Demikian juga kalau Dedi mengendurkan tekanannya pada kepalaku, otomatis lenganku mendorong kepalaku ke depan hingga aku agak tertunduk. Saat itu aku merasa air ludahku juga membanjir keluar, dan kudengar Dedi meneguk air ludahku, sambil ia menatapku dengan mesra sekali, membuatku makin larut dalam ciuman yang begitu menyengat perasaanku ini.
Aku sendiri harus terus merintih dan melenguh tak jelas, karena selagi aku berpagut mesra dengan Dedi, liang vaginaku yang masih sangat ngilu karena orgasmeku belum juga reda ini terus dipompa dari bawah dengan gencar.
Aku memejamkan mata menikmati semua siksaan kenikmatan birahi yang melandaku ini.
Dan seakan hendak menambah penderitaanku yang makin tenggelam dalam kenikmatan ini, kurasakan remasan pada kedua payudaraku ini berganti tangan, juga gaya.
Sekarang ini, walaupun kurasakan remasan ini dilakukan dengan lembut, tapi setiap puncak remasan yang kuterima pada kedua payudaraku ini cukup menyakiti kedua payudaraku, walaupun nikmat yang kudapat dari setiap remasan ini juga terus membuatku merintih keenakan.

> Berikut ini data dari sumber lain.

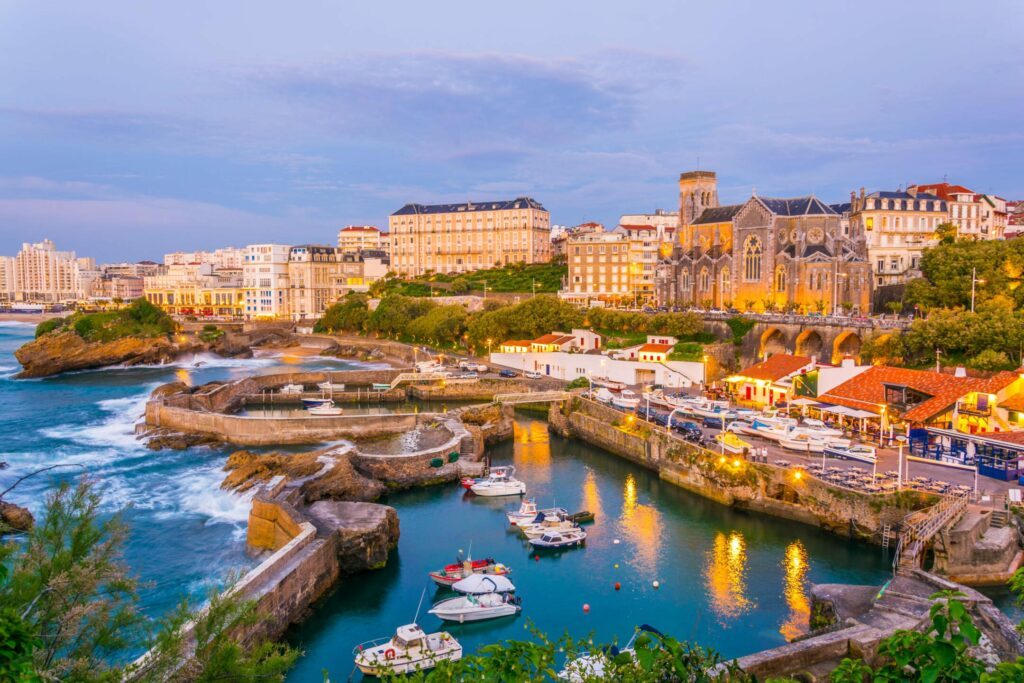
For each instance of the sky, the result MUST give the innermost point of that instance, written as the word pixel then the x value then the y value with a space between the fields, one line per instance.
pixel 130 129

Sementara itu kini kurasakan bukan hanya kedua paha dan betisku saja yang diraba raba oleh mereka. Kedua lenganku yang sedang tergantung pasrah di atas kepalaku ini juga mendapat rabaan demi rabaan yang membuatku makin menggelinjang kegelian.
Aku mencoba membuka mataku untuk melihat apa yang terjadi pada diriku. Ternyata sekarang ini aku sedang dikerubuti oleh enam orang sekaligus, dimana aku harus berjongkok dan membiarkan liang vaginaku dipompa dari bawah oleh tukang becak yang mendapat giliran menikmati liang vaginaku sekarang ini.
Sedangkan dua tukang becak yang lain duduk bersila di samping kanan dan kiriku, masih asyik meraba kedua paha dan betisku. Ditambah lagi, dua tukang becak yang lain yang tadinya hanya menonton, entah sejak kapan, mereka kini sudah berdiri di samping kanan dan kiriku.
Dan mereka berdua asyik memberikan remasan pada kedua payudaraku dan mereka juga meraba raba kedua lenganku yang masih tergantung pasrah di atas kepalaku ini. Jantungku makin berdegup kencang, menyadari nantinya ini aku harus melayani mereka semua sampai mereka puas.
“Ngghh…”, aku melenguh sejadi jadinya ketika Dedi melepaskan pagutannya pada bibirku.
Gairahku makin menggelegak karena rangsangan demi rangsangan yang harus kuterima pada sekujur tubuhku ini.
Tanpa ampun, aku harus menyerah dilanda orgasme lagi, padahal orgasmeku yang tadi itu belum reda sepenuhnya.
Setelah beberapa lama melenguh, aku mendesah lemah karena kehabisan nafas, tubuhku yang dikerubuti enam orang ini menggelinjang dan berkelojotan saat aku mendapatkan kenikmatan yang luar biasa ini.